Spine-chilling creepy-pasta game creator Mark J. Hadley talks to Steven Balbirnie about his game Slender
It’s the middle of the night and you’re alone in a dark forest carrying nothing more than a flashlight; after walking around for a while you find a note pinned to a tree, scrawled on it are the words “Always watches. No eyes.” All of a sudden you get the feeling that there’s someone behind you. You know you shouldn’t turn around but you just have to.
Welcome to Slender, a free-to-play horror game from Parsec Productions. Slender has exploded across the internet with YouTube alone inundated with reaction videos to this tense horror. The game’s developer, Mark J. Hadley has been surprised by how his creation has become such a viral hit; “Honestly, it feels very strange having the game get a lot of attention like this. On one hand, I think it’s great that people are enjoying it, but on the other hand, now I’m obligated to finish it as best as I possibly can. I’m trying to approach this carefully and not let it become too overwhelming.”
Slender is very much a product of modern influences; its antagonist, the Slender Man, having originated on an internet forum, before becoming a meme. Hadley explains that his reasons for drawing upon the Slender Man mythos were because “I liked the general idea of the character, and I had recently been watching a lot of Marble Hornets (a video series on YouTube based after the Slender Man), so I felt like I wanted to try making a game with him. A lot of Marble Hornets’ influence is seen in Slender.”

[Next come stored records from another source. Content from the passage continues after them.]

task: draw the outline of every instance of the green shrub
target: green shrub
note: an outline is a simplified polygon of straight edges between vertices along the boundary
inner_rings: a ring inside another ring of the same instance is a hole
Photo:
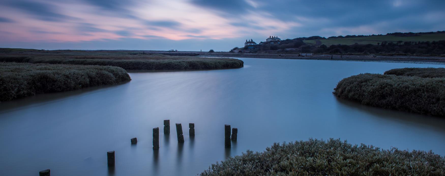
[[[0,63],[0,101],[130,80],[116,67]]]
[[[444,78],[360,74],[340,81],[333,93],[363,104],[445,116]]]
[[[445,68],[405,68],[390,69],[385,72],[385,75],[417,76],[423,78],[445,77]]]
[[[200,176],[389,176],[445,175],[445,158],[430,151],[353,145],[346,141],[311,139],[274,144],[261,153],[212,164]]]
[[[244,66],[243,61],[237,59],[171,56],[2,56],[0,61],[114,66],[125,69],[150,70],[226,69]]]

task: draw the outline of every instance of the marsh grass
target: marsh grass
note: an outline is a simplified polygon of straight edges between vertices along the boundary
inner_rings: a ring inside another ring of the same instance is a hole
[[[436,77],[441,74],[435,71],[439,70],[390,70],[385,75],[353,76],[340,81],[333,93],[340,98],[365,105],[445,116],[445,78]],[[388,74],[389,73],[426,77]]]
[[[392,69],[385,72],[385,75],[417,76],[423,78],[445,77],[445,68],[405,68]]]
[[[212,164],[200,176],[443,176],[445,158],[432,152],[384,150],[346,141],[310,139],[274,143],[263,152]]]
[[[0,101],[130,80],[125,70],[116,67],[0,63]]]
[[[244,66],[243,61],[236,59],[134,54],[119,51],[5,52],[0,54],[0,61],[114,66],[125,69],[148,70],[227,69]]]

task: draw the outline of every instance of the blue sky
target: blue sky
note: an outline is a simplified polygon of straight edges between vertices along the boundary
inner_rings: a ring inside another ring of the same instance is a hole
[[[443,30],[445,0],[0,2],[0,47],[228,51],[270,35]]]

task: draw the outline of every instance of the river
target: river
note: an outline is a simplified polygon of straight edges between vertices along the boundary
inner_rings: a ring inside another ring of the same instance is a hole
[[[240,58],[244,68],[130,73],[111,86],[0,103],[0,175],[195,175],[212,163],[274,142],[312,138],[445,155],[445,119],[363,106],[332,94],[343,78],[405,63]],[[170,135],[163,120],[170,119]],[[175,123],[185,142],[178,144]],[[189,136],[188,123],[196,135]],[[224,146],[224,126],[238,129]],[[152,129],[160,128],[158,150]],[[137,138],[131,145],[130,139]],[[116,151],[109,169],[106,152]]]

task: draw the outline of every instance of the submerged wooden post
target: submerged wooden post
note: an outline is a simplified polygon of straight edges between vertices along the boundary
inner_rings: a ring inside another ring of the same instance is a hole
[[[226,148],[231,147],[231,143],[230,142],[230,125],[224,125],[224,146]]]
[[[182,134],[182,125],[181,123],[176,123],[176,135],[178,135],[178,142],[184,142],[184,134]]]
[[[233,128],[232,129],[232,141],[236,141],[238,138],[238,129]]]
[[[189,123],[189,134],[190,136],[194,136],[194,123]]]
[[[39,172],[39,176],[51,176],[51,171],[49,169],[44,170]]]
[[[170,134],[170,120],[164,120],[164,134]]]
[[[153,149],[159,149],[159,128],[153,128]]]
[[[114,166],[114,150],[107,152],[107,161],[108,167]]]

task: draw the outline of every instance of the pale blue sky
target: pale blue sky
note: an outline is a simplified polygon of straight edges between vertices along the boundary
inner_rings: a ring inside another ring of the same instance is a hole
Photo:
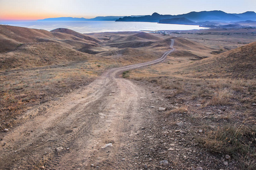
[[[0,19],[51,17],[181,14],[222,10],[229,13],[256,11],[256,0],[0,0]]]

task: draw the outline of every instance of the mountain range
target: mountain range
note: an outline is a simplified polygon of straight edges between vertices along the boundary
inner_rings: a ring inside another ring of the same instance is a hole
[[[191,12],[185,14],[177,15],[160,15],[155,12],[151,15],[139,17],[125,16],[116,22],[159,22],[160,20],[172,18],[185,18],[192,22],[237,22],[245,20],[256,20],[256,13],[247,11],[242,14],[228,14],[222,11],[210,11],[201,12]]]
[[[133,15],[132,17],[140,17],[143,15]],[[80,22],[80,21],[115,21],[125,16],[97,16],[94,18],[86,19],[84,18],[59,17],[51,18],[38,20],[38,22]]]

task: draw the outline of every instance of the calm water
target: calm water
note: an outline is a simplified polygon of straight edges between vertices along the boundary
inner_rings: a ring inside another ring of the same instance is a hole
[[[51,31],[58,28],[65,28],[80,33],[138,31],[141,30],[189,30],[205,28],[199,27],[197,26],[165,24],[147,22],[73,22],[8,23],[2,24],[30,28],[43,29],[47,31]]]

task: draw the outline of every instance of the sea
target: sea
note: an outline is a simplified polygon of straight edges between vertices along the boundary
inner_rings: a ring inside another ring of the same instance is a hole
[[[0,24],[29,28],[42,29],[49,31],[56,28],[64,28],[82,33],[119,31],[191,30],[207,28],[200,27],[198,26],[159,24],[150,22],[115,22],[113,21],[34,22],[0,23]]]

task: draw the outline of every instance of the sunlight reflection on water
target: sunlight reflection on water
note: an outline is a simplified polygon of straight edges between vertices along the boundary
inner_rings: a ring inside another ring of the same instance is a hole
[[[68,28],[80,33],[139,31],[141,30],[190,30],[206,28],[198,26],[158,24],[147,22],[69,22],[3,23],[9,26],[51,31],[58,28]]]

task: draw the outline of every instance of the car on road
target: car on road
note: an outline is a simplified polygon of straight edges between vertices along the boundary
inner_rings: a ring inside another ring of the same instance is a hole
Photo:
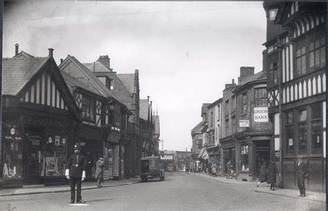
[[[145,157],[140,159],[141,173],[140,177],[141,181],[147,182],[148,179],[159,177],[160,181],[165,179],[165,172],[163,163],[161,163],[159,157]]]

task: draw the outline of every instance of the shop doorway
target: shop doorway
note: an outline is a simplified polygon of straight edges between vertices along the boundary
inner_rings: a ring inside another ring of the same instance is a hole
[[[259,175],[259,168],[263,161],[266,163],[266,165],[270,163],[270,141],[255,141],[255,154],[256,154],[256,177]]]
[[[39,183],[44,148],[44,128],[26,126],[24,134],[23,179],[24,185]]]

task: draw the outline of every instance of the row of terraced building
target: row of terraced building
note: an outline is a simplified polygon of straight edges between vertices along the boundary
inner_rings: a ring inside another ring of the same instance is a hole
[[[240,68],[237,83],[202,105],[202,121],[191,131],[194,164],[215,162],[221,177],[252,181],[262,162],[275,161],[280,187],[297,188],[300,154],[309,168],[307,190],[325,191],[326,3],[264,8],[262,70]]]

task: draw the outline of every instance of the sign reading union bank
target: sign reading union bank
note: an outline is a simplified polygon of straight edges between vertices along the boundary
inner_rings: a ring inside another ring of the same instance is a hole
[[[254,122],[268,122],[268,107],[254,108]]]

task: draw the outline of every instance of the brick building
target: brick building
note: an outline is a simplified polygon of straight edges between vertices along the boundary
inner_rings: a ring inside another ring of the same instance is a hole
[[[223,90],[222,96],[222,112],[221,112],[221,128],[222,136],[219,139],[219,143],[222,148],[221,153],[221,175],[226,174],[226,164],[230,161],[233,172],[236,171],[236,142],[233,139],[233,134],[236,132],[236,98],[233,92],[236,88],[235,79],[232,83],[226,83],[226,88]]]
[[[268,117],[266,72],[254,74],[254,68],[240,68],[233,137],[236,141],[236,174],[239,180],[253,181],[262,161],[270,162],[272,123]],[[230,104],[231,105],[231,104]]]
[[[264,3],[269,114],[282,185],[297,188],[298,154],[307,163],[307,190],[325,190],[325,3]]]
[[[108,55],[100,56],[93,63],[83,63],[102,83],[119,98],[132,113],[127,121],[127,130],[122,140],[130,140],[125,149],[126,162],[122,163],[121,171],[129,174],[129,177],[139,174],[141,152],[140,150],[140,120],[139,120],[139,74],[117,74],[110,67]]]

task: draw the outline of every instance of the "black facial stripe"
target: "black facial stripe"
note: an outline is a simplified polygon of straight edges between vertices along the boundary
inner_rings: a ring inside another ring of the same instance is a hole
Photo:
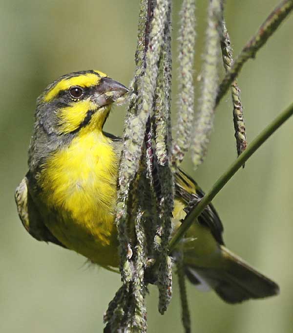
[[[93,114],[95,113],[96,111],[96,110],[88,110],[88,111],[86,112],[86,116],[84,118],[83,121],[80,124],[79,126],[76,129],[76,130],[73,131],[72,132],[70,132],[68,134],[71,134],[74,133],[76,133],[79,131],[80,131],[83,128],[83,127],[84,127],[85,126],[86,126],[90,121],[90,120]]]

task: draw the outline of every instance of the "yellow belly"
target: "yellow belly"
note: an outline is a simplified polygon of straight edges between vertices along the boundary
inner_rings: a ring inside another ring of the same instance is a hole
[[[102,266],[117,266],[114,217],[119,156],[100,131],[80,133],[42,173],[45,224],[67,247]]]
[[[47,227],[67,247],[104,267],[119,265],[114,223],[119,159],[101,131],[82,132],[48,159],[40,179]],[[174,205],[173,230],[186,215],[180,199]],[[203,266],[214,261],[219,248],[208,228],[195,222],[186,236],[186,261]]]

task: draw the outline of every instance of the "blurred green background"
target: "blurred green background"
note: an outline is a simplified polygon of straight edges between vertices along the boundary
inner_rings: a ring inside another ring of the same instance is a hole
[[[1,0],[0,4],[0,332],[94,333],[120,286],[118,275],[88,267],[81,256],[38,242],[21,225],[13,198],[26,172],[35,100],[64,73],[99,69],[127,85],[134,73],[138,1]],[[197,1],[196,70],[200,72],[208,1]],[[173,116],[176,117],[176,34],[181,1],[174,1]],[[228,0],[226,18],[235,54],[276,0]],[[251,141],[293,101],[293,16],[245,66],[239,79]],[[208,156],[195,173],[210,187],[236,156],[230,96],[217,111]],[[113,113],[114,113],[113,115]],[[122,132],[125,108],[106,124]],[[228,247],[280,284],[281,294],[231,306],[212,292],[188,286],[193,332],[293,332],[293,141],[290,120],[255,154],[215,199]],[[147,297],[148,332],[182,332],[176,277],[166,314],[157,295]]]

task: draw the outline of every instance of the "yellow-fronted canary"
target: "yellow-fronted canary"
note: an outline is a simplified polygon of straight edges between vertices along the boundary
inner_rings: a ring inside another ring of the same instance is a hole
[[[111,105],[127,91],[97,70],[63,75],[49,85],[37,100],[28,172],[15,195],[21,220],[33,237],[105,267],[119,266],[114,219],[122,141],[103,128]],[[174,230],[190,201],[204,195],[182,171],[175,179]],[[222,232],[210,204],[183,242],[191,282],[232,303],[277,293],[275,283],[224,246]]]

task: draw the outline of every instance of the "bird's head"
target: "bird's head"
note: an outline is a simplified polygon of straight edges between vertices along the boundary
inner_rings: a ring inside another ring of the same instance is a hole
[[[48,134],[76,133],[89,126],[102,130],[112,103],[128,91],[98,70],[66,74],[38,99],[36,120]]]

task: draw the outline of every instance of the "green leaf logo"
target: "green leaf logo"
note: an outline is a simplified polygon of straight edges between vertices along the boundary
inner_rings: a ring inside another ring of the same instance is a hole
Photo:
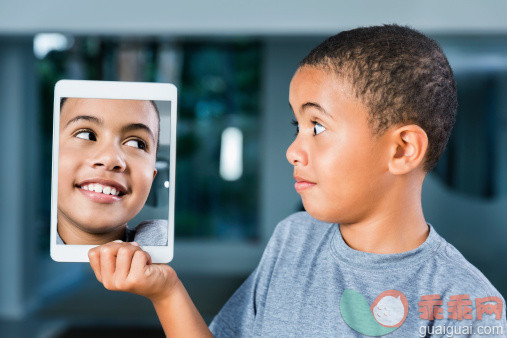
[[[347,289],[340,299],[343,320],[355,331],[367,336],[383,336],[403,324],[408,314],[408,301],[398,290],[382,292],[372,305],[359,292]]]

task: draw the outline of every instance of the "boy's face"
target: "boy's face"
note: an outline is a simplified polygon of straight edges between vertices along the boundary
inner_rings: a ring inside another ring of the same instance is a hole
[[[292,78],[289,102],[299,133],[287,159],[301,181],[296,190],[306,211],[333,223],[352,223],[374,212],[391,179],[388,138],[374,139],[368,111],[348,84],[332,71],[302,67]]]
[[[104,233],[144,206],[158,119],[150,101],[69,98],[60,113],[58,221]]]

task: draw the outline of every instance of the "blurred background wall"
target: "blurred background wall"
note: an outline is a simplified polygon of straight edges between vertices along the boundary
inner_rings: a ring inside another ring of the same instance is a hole
[[[0,336],[157,336],[151,304],[49,258],[53,87],[59,79],[179,89],[175,258],[209,321],[301,209],[285,150],[297,63],[325,37],[410,25],[458,83],[458,121],[423,186],[428,222],[507,294],[507,4],[503,1],[0,2]],[[220,174],[222,134],[242,171]]]

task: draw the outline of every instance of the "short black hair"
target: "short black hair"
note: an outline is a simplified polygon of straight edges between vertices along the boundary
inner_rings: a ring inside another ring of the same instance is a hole
[[[60,99],[60,112],[62,111],[63,104],[67,101],[68,97],[62,97]],[[155,112],[157,113],[157,147],[155,148],[155,154],[158,154],[158,147],[160,145],[160,112],[157,107],[157,103],[153,100],[150,100],[153,108],[155,108]]]
[[[299,64],[332,70],[347,81],[369,110],[372,134],[399,123],[416,124],[428,136],[423,169],[442,156],[456,121],[452,69],[438,44],[409,27],[361,27],[336,34]]]

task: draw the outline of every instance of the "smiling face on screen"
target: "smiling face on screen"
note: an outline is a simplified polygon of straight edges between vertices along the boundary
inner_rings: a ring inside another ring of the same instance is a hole
[[[158,128],[150,101],[67,99],[60,114],[59,227],[102,234],[125,226],[157,173]]]

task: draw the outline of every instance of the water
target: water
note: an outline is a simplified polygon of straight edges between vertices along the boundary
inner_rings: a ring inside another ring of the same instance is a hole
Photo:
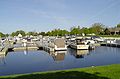
[[[95,50],[9,52],[0,56],[0,75],[63,70],[120,63],[120,48],[97,47]]]

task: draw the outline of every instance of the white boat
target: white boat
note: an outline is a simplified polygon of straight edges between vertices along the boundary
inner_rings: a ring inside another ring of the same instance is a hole
[[[82,38],[76,38],[74,42],[71,42],[70,47],[78,50],[88,50],[89,44]]]
[[[53,48],[54,51],[67,50],[64,38],[56,38],[53,41],[50,41],[48,47]]]

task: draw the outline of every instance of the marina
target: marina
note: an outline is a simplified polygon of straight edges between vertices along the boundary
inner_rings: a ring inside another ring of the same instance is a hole
[[[95,50],[45,52],[15,51],[0,55],[0,75],[23,74],[120,63],[120,49],[96,47]],[[17,64],[17,67],[16,67]]]
[[[0,75],[117,64],[120,49],[116,44],[119,45],[118,39],[103,41],[98,37],[5,40],[0,50]]]

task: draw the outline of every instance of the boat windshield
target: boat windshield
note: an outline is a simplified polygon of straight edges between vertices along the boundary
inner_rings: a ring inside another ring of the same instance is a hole
[[[77,45],[85,45],[85,42],[83,39],[76,39],[76,44]]]

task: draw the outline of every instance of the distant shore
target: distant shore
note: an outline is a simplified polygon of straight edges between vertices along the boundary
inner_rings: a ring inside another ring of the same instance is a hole
[[[119,79],[120,64],[0,76],[0,79]]]

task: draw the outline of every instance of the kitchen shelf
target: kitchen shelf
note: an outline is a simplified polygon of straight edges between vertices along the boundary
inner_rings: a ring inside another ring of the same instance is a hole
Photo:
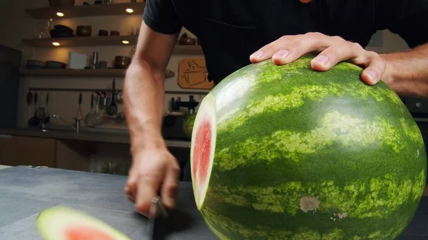
[[[173,53],[175,54],[203,54],[202,48],[199,45],[175,45]]]
[[[137,43],[138,36],[84,36],[61,38],[29,38],[22,39],[26,45],[35,48],[60,48],[72,46],[133,46]],[[128,44],[122,41],[127,41]],[[52,43],[59,43],[56,46]],[[175,54],[203,54],[199,45],[176,45]]]
[[[24,76],[71,76],[71,77],[124,77],[125,69],[22,69]],[[167,70],[165,78],[173,78],[175,73]]]
[[[96,5],[79,5],[60,7],[47,7],[41,9],[26,9],[25,12],[36,19],[78,18],[96,16],[115,15],[142,15],[146,6],[145,2],[124,3]],[[127,9],[133,10],[128,13]],[[63,16],[58,16],[56,13],[61,12]]]
[[[58,48],[71,46],[117,46],[135,45],[137,43],[137,36],[76,36],[60,38],[30,38],[22,39],[22,42],[36,48]],[[128,41],[128,44],[123,44],[123,41]],[[56,46],[52,43],[59,43]]]

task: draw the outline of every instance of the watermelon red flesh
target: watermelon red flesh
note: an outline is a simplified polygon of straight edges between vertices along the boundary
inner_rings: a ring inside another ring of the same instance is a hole
[[[61,206],[41,211],[36,226],[44,240],[131,240],[98,219]]]
[[[205,182],[210,165],[211,147],[211,125],[210,120],[204,119],[196,131],[195,145],[194,148],[193,174],[200,182]]]
[[[66,240],[115,240],[113,237],[96,229],[75,226],[65,229]]]
[[[215,144],[195,194],[219,238],[390,240],[413,217],[427,156],[411,115],[361,68],[315,72],[311,60],[250,65],[200,106],[195,127],[215,105]]]

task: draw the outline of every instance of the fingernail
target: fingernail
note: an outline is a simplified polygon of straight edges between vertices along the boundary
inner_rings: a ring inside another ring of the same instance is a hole
[[[261,51],[258,51],[257,52],[253,53],[251,56],[255,58],[261,58],[263,56],[263,52]]]
[[[278,58],[287,58],[290,53],[287,50],[280,50],[277,53],[275,53],[275,57]]]
[[[174,204],[175,204],[174,199],[170,197],[168,197],[165,200],[165,202],[166,205],[168,205],[170,207],[173,207]]]
[[[327,63],[328,63],[328,58],[324,55],[320,55],[317,56],[314,60],[322,65],[325,65]]]
[[[369,75],[369,77],[370,78],[370,80],[372,80],[372,81],[373,81],[374,83],[377,82],[377,74],[376,74],[376,73],[374,71],[367,70],[366,73]]]

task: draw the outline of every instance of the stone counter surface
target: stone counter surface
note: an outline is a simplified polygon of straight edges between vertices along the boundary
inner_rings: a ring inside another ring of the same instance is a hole
[[[109,132],[103,132],[101,130],[82,129],[81,130],[81,132],[77,133],[75,131],[64,129],[54,129],[49,132],[42,132],[40,130],[35,128],[0,129],[0,138],[7,137],[8,135],[118,144],[129,144],[130,142],[129,134],[128,131],[125,130],[110,130]],[[167,140],[165,142],[169,147],[188,149],[190,149],[190,141]]]
[[[76,209],[101,219],[133,240],[151,239],[148,221],[126,200],[126,177],[19,166],[0,169],[0,239],[40,240],[35,220],[53,206]],[[398,240],[428,240],[428,197]],[[190,182],[180,182],[165,240],[215,240],[195,205]]]

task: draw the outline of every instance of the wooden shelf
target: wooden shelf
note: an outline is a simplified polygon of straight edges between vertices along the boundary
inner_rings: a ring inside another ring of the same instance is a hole
[[[61,38],[31,38],[22,39],[26,45],[35,48],[59,48],[72,46],[133,46],[137,43],[138,36],[87,36]],[[129,44],[123,44],[123,41],[128,41]],[[56,42],[60,45],[55,46],[52,43]],[[175,54],[203,54],[199,45],[176,45],[174,48]]]
[[[83,16],[115,16],[115,15],[142,15],[144,12],[146,3],[126,3],[97,5],[79,5],[61,7],[48,7],[42,9],[26,9],[25,12],[34,19],[64,19],[78,18]],[[132,14],[126,11],[127,9],[133,10]],[[57,12],[64,14],[58,16]]]
[[[71,76],[71,77],[124,77],[125,69],[22,69],[24,76]],[[165,78],[173,78],[175,73],[167,70]]]
[[[203,54],[199,45],[176,45],[173,53],[175,54]]]
[[[22,42],[36,48],[58,48],[89,46],[132,46],[137,43],[137,36],[76,36],[61,38],[31,38],[22,39]],[[123,44],[123,41],[128,41],[129,44]],[[60,45],[55,46],[52,43]]]

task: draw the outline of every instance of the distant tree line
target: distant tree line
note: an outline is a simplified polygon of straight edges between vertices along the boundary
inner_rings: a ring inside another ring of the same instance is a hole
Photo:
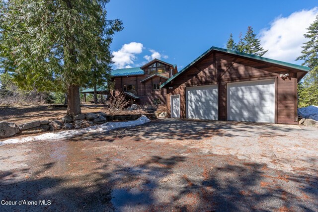
[[[262,56],[268,51],[264,51],[261,46],[260,40],[256,38],[256,34],[254,32],[253,27],[250,26],[247,27],[247,31],[244,37],[241,32],[239,34],[237,44],[234,41],[233,35],[231,33],[227,43],[227,48],[258,56]]]

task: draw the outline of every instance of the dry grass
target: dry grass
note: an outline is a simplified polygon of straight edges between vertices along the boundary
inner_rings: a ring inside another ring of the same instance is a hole
[[[80,107],[82,113],[102,112],[103,105],[85,104]],[[66,115],[67,108],[49,108],[48,105],[15,105],[0,107],[0,121],[21,124],[36,120],[59,119]]]

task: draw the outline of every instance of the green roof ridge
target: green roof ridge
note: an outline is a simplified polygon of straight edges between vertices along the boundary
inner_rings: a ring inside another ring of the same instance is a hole
[[[309,71],[309,70],[310,70],[310,68],[309,68],[308,67],[306,67],[305,66],[300,66],[300,65],[299,65],[293,64],[291,64],[291,63],[290,63],[284,62],[283,62],[283,61],[278,61],[278,60],[276,60],[270,59],[269,58],[264,58],[264,57],[260,57],[260,56],[257,56],[256,55],[251,55],[250,54],[244,53],[242,53],[242,52],[237,52],[237,51],[236,51],[230,50],[227,49],[223,49],[223,48],[222,48],[216,47],[215,46],[212,46],[210,49],[209,49],[208,50],[207,50],[207,51],[204,52],[204,53],[203,54],[201,55],[200,56],[199,56],[198,58],[197,58],[193,61],[191,62],[189,65],[188,65],[187,66],[186,66],[183,69],[182,69],[182,70],[181,70],[180,71],[178,71],[177,73],[175,74],[175,75],[174,75],[173,76],[172,76],[172,77],[170,78],[168,80],[166,81],[163,84],[162,84],[160,86],[160,87],[161,88],[161,87],[163,87],[164,86],[165,86],[167,83],[168,83],[169,82],[170,82],[172,80],[172,79],[173,79],[176,77],[178,76],[179,74],[181,74],[181,73],[183,72],[184,71],[186,70],[188,68],[189,68],[190,67],[192,66],[193,64],[194,64],[195,63],[196,63],[198,61],[199,61],[200,59],[202,58],[203,57],[207,55],[207,54],[209,53],[210,52],[211,52],[212,50],[219,51],[223,52],[227,52],[227,53],[230,53],[230,54],[233,54],[236,55],[241,56],[245,57],[248,58],[250,58],[250,59],[256,59],[256,60],[258,60],[262,61],[264,61],[264,62],[268,62],[268,63],[273,63],[273,64],[277,64],[277,65],[280,65],[285,66],[285,67],[287,67],[292,68],[294,68],[294,69],[299,69],[299,70],[300,70],[301,71]]]

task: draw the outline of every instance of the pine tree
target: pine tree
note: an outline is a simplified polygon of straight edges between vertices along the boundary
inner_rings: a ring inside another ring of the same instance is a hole
[[[230,38],[228,40],[228,43],[227,43],[227,49],[233,51],[235,51],[236,50],[236,44],[233,39],[233,35],[232,35],[232,33],[231,33],[230,35]]]
[[[304,43],[302,55],[296,60],[304,61],[303,66],[310,68],[311,71],[298,86],[299,106],[318,106],[318,15],[304,35],[309,41]]]
[[[243,52],[246,53],[261,57],[268,51],[264,51],[264,49],[260,45],[260,41],[256,38],[256,35],[254,33],[253,27],[250,26],[247,27],[244,41]]]
[[[238,36],[238,45],[236,45],[236,51],[239,52],[244,52],[245,51],[245,43],[243,39],[241,32],[239,33],[239,35]]]
[[[109,46],[123,28],[107,19],[108,2],[0,1],[0,65],[24,89],[67,91],[68,114],[80,114],[79,88],[110,78]]]

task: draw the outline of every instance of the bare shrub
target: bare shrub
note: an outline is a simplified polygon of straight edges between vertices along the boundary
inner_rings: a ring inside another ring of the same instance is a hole
[[[122,110],[130,104],[126,99],[123,93],[111,93],[109,98],[109,109],[112,110]]]
[[[164,104],[159,104],[157,105],[157,111],[160,113],[167,112],[167,106]]]

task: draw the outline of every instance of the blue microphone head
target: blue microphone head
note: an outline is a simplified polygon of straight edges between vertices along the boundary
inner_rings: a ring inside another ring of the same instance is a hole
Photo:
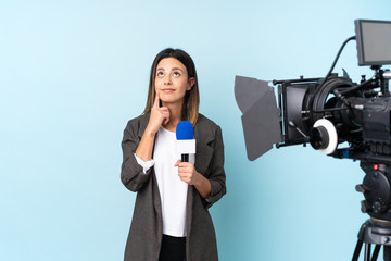
[[[194,128],[191,122],[182,121],[177,124],[176,128],[177,140],[181,139],[193,139],[194,138]]]

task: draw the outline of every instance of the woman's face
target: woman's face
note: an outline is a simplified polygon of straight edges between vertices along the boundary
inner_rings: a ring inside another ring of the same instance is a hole
[[[189,78],[185,65],[175,58],[165,58],[157,64],[154,84],[163,103],[182,103],[194,80]]]

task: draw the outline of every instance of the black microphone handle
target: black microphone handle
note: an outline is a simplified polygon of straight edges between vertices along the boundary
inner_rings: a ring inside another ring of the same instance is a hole
[[[189,154],[181,154],[181,162],[189,162]]]

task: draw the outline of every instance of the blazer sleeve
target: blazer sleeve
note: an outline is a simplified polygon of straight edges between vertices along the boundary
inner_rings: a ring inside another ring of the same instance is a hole
[[[151,177],[153,167],[150,167],[147,173],[143,173],[142,166],[138,164],[135,152],[140,144],[138,136],[139,122],[134,119],[128,122],[124,130],[124,138],[122,140],[123,163],[121,167],[121,181],[126,188],[136,192],[139,191]]]
[[[211,208],[226,194],[226,175],[224,171],[224,144],[222,128],[217,126],[214,151],[211,162],[211,174],[207,177],[211,182],[211,195],[206,199],[205,208]]]

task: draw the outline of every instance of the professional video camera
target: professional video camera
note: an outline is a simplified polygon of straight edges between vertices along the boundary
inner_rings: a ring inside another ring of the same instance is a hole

When asked about other influences, Hadley replies that “I got inspiration from games like Amnesia: The Dark Descent, which puts the player in a helpless situation. I like the idea of not being able to fight back, because it adds more dread and makes even the stretches of time where nothing is happening feel scary.”
The game itself is quite straightforward, lasting roughly ten minutes, the player must collect eight scattered notes while evading the ever-present threat of the sinister Slender Man. Despite this simplicity Slender is a truly terrifying experience; this is due to several reasons according to Hadley, not least the game’s unpredictable nature; “I include a lot of random elements in the game; the Slender Man’s movement appearances are not scripted and are extremely difficult to predict.”
As in all horror, regardless of the medium, other important elements are pacing and atmosphere, as Hadley explains; “I didn’t want to have the jump scares be the primary element of scaring the player; I feel that if you don’t have a good amount of suspense before the jump scare, it becomes worthless. As I’ve told many people, startling is not the same as scaring. Lastly, the audio in general plays a strong part; ambient sounds are there to draw you in, and while music normally provides a lot of atmosphere as well, I kept the music somewhat minimalist so that it wouldn’t draw your attention away from the game itself.”
With Slender riding high on a wave of publicity, Otwo asks Hadley what plans he has for the future of Parsec Productions. “I would like first of all to get some help from more professional game programmers and artists to make a more professional version of Slender. People have also mentioned that they want to see multiplayer in the game; while I do not believe it would fit with Slender’s ‘one person alone in the woods’ setting, I wouldn’t mind developing a new game from scratch specifically targeted as a multiplayer game (though I would make it a unique setting, not with the Slender Man again).” Whatever Hadley decides to do next, he can rest assured that he has contributed an integral chapter to the ongoing Slender Man story, and terrified people all over the world in the process.